## Match searches with bookings

- For every search in the searches file, find out whether the search ended up in a booking or not (using the info in the bookings file). For instance, search and booking origin and destination should match. 

- For the bookings file, origin and destination are the columns dep_port and arr_port, respectively. 

- Generate a CSV file with the search data, and an additional field, containing 1 if the search ended up in a booking, and 0 otherwise.


STEPS TO FOLLOW

1) Understand the data

2) Quick Notes

3) Action plan

4) Plan Execution with sample
    
5) Plan Execution with all data


# 1) Lets check what we have

In [2]:
import pandas as pd
pd.options.mode.chained_assignment = None  

In [3]:
bookings_check = pd.read_csv('bookings.csv', sep= '^', error_bad_lines=False, nrows=1)
pd.set_option("display.max_columns", None)
bookings_check

Unnamed: 0,act_date,source,pos_ctry,pos_iata,pos_oid,rloc,cre_date,duration,distance,dep_port,dep_city,dep_ctry,arr_port,arr_city,arr_ctry,lst_port,lst_city,lst_ctry,brd_port,brd_city,brd_ctry,off_port,off_city,off_ctry,mkt_port,mkt_city,mkt_ctry,intl,route,carrier,bkg_class,cab_class,brd_time,off_time,pax,year,month,oid
0,2013-03-05 00:00:00,1A,DE,a68dd7ae953c8acfb187a1af2dcbe123,1a11ae49fcbf545fd2afc1a24d88d2b7,ea65900e72d71f4626378e2ebd298267,2013-02-22 00:00:00,1708,0,ZRH,ZRH,CH,LHR,LON,GB,ZRH,ZRH,CH,LHR,LON,GB,ZRH,ZRH,CH,LHRZRH,LONZRH,CHGB,1,LHRZRH,VI,T,Y,2013-03-07 08:50:00,2013-03-07 11:33:37,-1,2013,3,


In [4]:
searches_check = pd.read_csv('searches.csv', sep= '^', error_bad_lines=False, nrows=1)
searches_check

Unnamed: 0,Date,Time,TxnCode,OfficeID,Country,Origin,Destination,RoundTrip,NbSegments,Seg1Departure,Seg1Arrival,Seg1Date,Seg1Carrier,Seg1BookingCode,Seg2Departure,Seg2Arrival,Seg2Date,Seg2Carrier,Seg2BookingCode,Seg3Departure,Seg3Arrival,Seg3Date,Seg3Carrier,Seg3BookingCode,Seg4Departure,Seg4Arrival,Seg4Date,Seg4Carrier,Seg4BookingCode,Seg5Departure,Seg5Arrival,Seg5Date,Seg5Carrier,Seg5BookingCode,Seg6Departure,Seg6Arrival,Seg6Date,Seg6Carrier,Seg6BookingCode,From,IsPublishedForNeg,IsFromInternet,IsFromVista,TerminalID,InternetOffice
0,2013-01-01,20:25:57,MPT,624d8c3ac0b3a7ca03e3c167e0f48327,DE,TXL,AUH,1,2,TXL,AUH,2013-01-26,D2,,AUH,TXL,2013-02-02,D2,,,,,,,,,,,,,,,,,,,,,,1ASIWS,0,0,0,d41d8cd98f00b204e9800998ecf8427e,FRA


# 2) Quick Notes:

Before taking an action plan I want to check:

    1) Q: Difference between act_date and cre_date (bookings). 
       A: Both are always before brd_time.

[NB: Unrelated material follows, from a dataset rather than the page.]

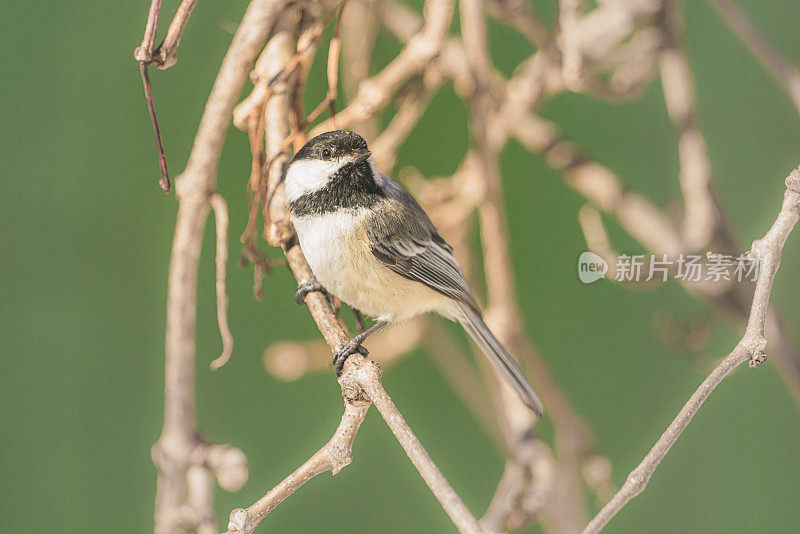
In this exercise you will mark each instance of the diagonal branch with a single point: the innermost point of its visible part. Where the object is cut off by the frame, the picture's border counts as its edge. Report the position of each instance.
(779, 68)
(767, 251)
(175, 452)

It seems cre_date is when the account was created or system detected the user for the first time and act_date is when the flight was booked in the system. The reason to make this assumption is that cre_data is always less than act_data and all act_date is from 2013, while some of cre_dates are dated in 2011 or 2012.
       
    2) Q: Have both datasets all the months of the year 2013? 
       A: Both datasets have the 12 months of 2013
       
       
    

# 3) Action Plan:

Information that appears in both datasets:
- Search day and booking day: bookings['act_date'], searches ['Date']
- Origin and destination: bookings[['dept_port', 'arr_port'], searches[['Origin', 'Destination']]
- Boarding time: bookings['brd_time'], searches['Seg1Date']
- Pax: bookings['pax'] has to be > 1 as cancelations are not taken into account. People dont cancel through searches.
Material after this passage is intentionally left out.